La Cour d'appel semblait avoir jugé ou supposé la négative.-Devant la Cour de cassation, les demandeurs ont soutenu l'affirmative, fondés sur l'évidence prétendue du texte, et sur la discussion au conseil d'Etat (dont le texte se trouve rapporté plus bas, question deuxième.)-Le défendeur ne pouvait se dissimuler que les auteurs de la discussion rapportée par M. Locré, avaient raisonné dans cette supposition. Cependant, il trouvait, soit dans le texte de la loi, soit dans la discussion elle-même, soit dans le vœu nécessaire du législateur, de grandes raisons de douter. -Le défendeur soutenait que l'art. 341 ne dit pas que le commencement de preuve par écrit doive porter sur l'identité; que si l'art. 341 exige réellement un commencement de preuve par écrit, c'est indifféremment sur l'un et sur l'autre des deux faits, de la filiation ou de l'identité.Il penchait même à croire que c'est l'accouchement, plutôt que l'identité, qu'il faut prouver par un commencement de preuve par écrit.-Il indiquait deux motifs de préférence, l'un pris de la difficulté de prouver par écrit l'identité, l'autre de l'importance plus grande des preuves de l'accouchement.-En effet, disait-il, de quelques écrits qu'un individu soit porteur, il restera toujours à prouver que le porteur de ces écrits est bien l'individu pour lequel les écrits ont été faits, ou si le porteur ne les a pas ravis au propriétaire.Aussi, les lois qui ordonnent des reconnaissances d'identité, prescrivent-elles plutôt d'appeler des témoins, que de chercher des actes écrits. (Loi du 22 frim. an 8.)

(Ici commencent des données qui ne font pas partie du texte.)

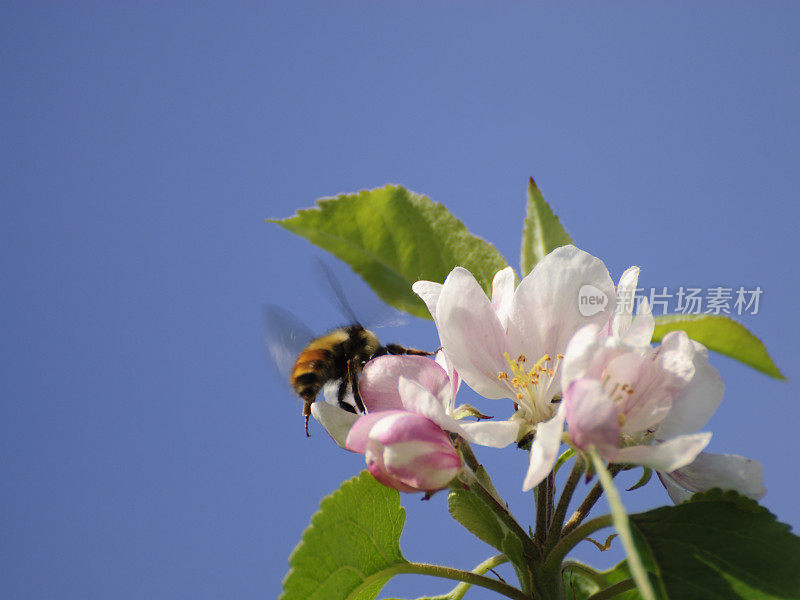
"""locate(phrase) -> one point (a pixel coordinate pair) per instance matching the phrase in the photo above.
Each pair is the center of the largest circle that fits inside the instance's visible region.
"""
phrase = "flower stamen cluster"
(531, 386)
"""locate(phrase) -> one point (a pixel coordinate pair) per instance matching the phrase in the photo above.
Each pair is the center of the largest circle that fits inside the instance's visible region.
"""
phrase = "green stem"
(592, 497)
(540, 494)
(563, 502)
(569, 541)
(613, 590)
(489, 499)
(458, 575)
(585, 570)
(623, 527)
(457, 593)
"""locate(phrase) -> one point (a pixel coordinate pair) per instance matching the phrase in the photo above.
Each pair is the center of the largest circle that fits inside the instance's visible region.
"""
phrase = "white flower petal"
(472, 335)
(626, 294)
(544, 450)
(676, 492)
(336, 421)
(429, 292)
(418, 400)
(675, 354)
(502, 294)
(726, 471)
(495, 434)
(694, 406)
(545, 310)
(667, 456)
(641, 331)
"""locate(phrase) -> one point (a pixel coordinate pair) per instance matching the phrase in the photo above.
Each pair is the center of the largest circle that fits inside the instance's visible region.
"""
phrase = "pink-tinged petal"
(579, 355)
(726, 471)
(544, 450)
(472, 335)
(455, 381)
(397, 427)
(358, 437)
(644, 389)
(336, 421)
(420, 401)
(429, 292)
(592, 417)
(503, 293)
(424, 467)
(676, 492)
(379, 379)
(376, 466)
(696, 403)
(626, 294)
(667, 456)
(545, 310)
(495, 434)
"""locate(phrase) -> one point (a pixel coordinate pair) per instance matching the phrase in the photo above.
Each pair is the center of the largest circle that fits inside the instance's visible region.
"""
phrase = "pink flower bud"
(405, 451)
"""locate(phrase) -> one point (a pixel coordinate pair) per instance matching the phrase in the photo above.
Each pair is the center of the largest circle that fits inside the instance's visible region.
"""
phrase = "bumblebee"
(312, 361)
(339, 355)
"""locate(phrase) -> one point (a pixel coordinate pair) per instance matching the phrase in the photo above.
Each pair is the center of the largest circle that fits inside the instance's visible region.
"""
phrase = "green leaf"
(351, 547)
(458, 592)
(393, 237)
(720, 545)
(542, 232)
(471, 511)
(721, 334)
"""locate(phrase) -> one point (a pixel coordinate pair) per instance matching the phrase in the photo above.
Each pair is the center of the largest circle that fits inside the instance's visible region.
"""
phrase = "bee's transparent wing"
(285, 337)
(361, 305)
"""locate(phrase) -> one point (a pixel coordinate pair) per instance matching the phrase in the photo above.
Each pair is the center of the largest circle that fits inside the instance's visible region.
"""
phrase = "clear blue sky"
(146, 450)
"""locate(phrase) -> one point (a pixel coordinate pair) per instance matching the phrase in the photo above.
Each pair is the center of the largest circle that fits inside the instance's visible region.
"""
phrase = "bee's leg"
(398, 349)
(341, 393)
(352, 375)
(306, 414)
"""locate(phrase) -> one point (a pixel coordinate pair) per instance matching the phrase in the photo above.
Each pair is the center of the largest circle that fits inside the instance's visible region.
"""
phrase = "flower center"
(530, 386)
(619, 393)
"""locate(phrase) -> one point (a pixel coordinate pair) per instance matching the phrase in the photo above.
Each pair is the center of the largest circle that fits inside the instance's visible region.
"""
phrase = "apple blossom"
(405, 450)
(640, 405)
(433, 396)
(511, 346)
(726, 471)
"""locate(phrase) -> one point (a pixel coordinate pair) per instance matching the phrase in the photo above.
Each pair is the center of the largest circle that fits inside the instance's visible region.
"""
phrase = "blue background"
(146, 450)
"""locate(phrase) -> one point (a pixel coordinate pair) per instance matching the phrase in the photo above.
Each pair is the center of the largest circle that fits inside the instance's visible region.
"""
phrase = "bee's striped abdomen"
(310, 372)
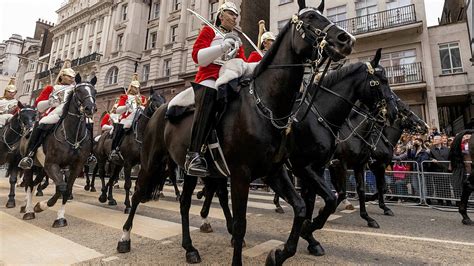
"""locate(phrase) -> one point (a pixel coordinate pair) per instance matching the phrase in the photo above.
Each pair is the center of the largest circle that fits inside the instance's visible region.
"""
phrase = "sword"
(222, 34)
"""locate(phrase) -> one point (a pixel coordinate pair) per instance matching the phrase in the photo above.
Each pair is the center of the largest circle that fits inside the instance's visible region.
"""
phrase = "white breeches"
(4, 118)
(53, 117)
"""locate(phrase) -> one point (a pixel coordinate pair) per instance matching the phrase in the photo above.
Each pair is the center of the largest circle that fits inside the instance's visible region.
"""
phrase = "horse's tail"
(457, 158)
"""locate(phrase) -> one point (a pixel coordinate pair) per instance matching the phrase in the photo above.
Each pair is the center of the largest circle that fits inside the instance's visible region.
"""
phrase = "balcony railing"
(404, 74)
(76, 62)
(379, 21)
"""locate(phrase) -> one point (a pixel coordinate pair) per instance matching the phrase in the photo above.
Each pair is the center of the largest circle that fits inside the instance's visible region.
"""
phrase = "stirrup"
(26, 163)
(195, 169)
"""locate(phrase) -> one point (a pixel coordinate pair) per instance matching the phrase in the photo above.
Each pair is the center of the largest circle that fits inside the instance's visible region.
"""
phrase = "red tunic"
(123, 102)
(204, 40)
(106, 120)
(254, 57)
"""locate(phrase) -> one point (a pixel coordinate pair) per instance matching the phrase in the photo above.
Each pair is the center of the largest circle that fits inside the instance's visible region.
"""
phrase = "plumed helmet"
(66, 70)
(11, 85)
(134, 83)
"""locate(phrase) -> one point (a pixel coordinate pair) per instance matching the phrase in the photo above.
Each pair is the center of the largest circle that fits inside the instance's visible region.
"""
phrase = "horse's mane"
(335, 76)
(270, 54)
(66, 106)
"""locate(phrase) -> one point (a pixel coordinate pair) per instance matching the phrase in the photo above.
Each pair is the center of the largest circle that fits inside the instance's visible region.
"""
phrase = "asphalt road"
(415, 235)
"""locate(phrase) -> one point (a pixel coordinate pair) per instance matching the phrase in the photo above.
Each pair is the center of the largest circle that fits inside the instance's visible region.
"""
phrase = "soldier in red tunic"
(128, 105)
(210, 51)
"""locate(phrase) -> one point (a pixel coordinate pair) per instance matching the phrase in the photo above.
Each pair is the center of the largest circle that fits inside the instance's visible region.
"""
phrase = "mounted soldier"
(265, 41)
(8, 103)
(128, 106)
(50, 104)
(210, 51)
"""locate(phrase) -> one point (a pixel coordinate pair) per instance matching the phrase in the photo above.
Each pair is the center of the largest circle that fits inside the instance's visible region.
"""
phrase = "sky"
(20, 16)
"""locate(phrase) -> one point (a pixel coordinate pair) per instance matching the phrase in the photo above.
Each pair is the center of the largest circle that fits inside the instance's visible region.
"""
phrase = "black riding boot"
(90, 128)
(115, 155)
(204, 115)
(36, 139)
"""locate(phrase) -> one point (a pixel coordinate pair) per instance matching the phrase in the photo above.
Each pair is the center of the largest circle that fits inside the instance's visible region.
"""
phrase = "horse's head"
(84, 96)
(382, 99)
(155, 101)
(27, 117)
(409, 121)
(319, 35)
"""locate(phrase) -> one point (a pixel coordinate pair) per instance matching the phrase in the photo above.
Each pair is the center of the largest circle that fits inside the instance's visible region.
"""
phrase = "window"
(282, 24)
(337, 13)
(152, 40)
(450, 58)
(146, 72)
(119, 42)
(167, 67)
(173, 33)
(363, 9)
(26, 86)
(156, 10)
(213, 7)
(176, 5)
(112, 76)
(282, 2)
(124, 12)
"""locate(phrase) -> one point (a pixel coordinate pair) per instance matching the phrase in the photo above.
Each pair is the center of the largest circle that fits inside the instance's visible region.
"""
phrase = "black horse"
(250, 132)
(67, 147)
(131, 147)
(460, 177)
(375, 141)
(10, 135)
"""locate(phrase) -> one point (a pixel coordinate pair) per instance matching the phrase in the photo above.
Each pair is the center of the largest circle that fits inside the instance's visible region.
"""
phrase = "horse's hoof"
(123, 246)
(279, 210)
(29, 216)
(193, 257)
(206, 228)
(37, 208)
(373, 224)
(349, 207)
(272, 258)
(59, 223)
(102, 198)
(316, 250)
(10, 204)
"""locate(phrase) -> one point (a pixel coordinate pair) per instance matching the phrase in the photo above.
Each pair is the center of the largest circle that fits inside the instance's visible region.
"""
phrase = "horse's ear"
(321, 7)
(78, 78)
(302, 4)
(376, 60)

Et parce que nous ne pensons pas que le législateur ait voulu astreindre l'enfant naturel à un genre de preuve le plus souvent impossible, nous pencherions à croire que, dans le

sens de l'art. 341 du Code civil, le commencement de preave par écrit (s'il ne fallait pas l'entendre dans le sens de l'art. 323) doit porter, non sur l'identité de l'enfant, mais sur l'accouchement de la mère, ou bien nous penserions que peu importe au législateur auquel des deux faits de filiation ou d'identité se rattache le commencement de preuve par écrit.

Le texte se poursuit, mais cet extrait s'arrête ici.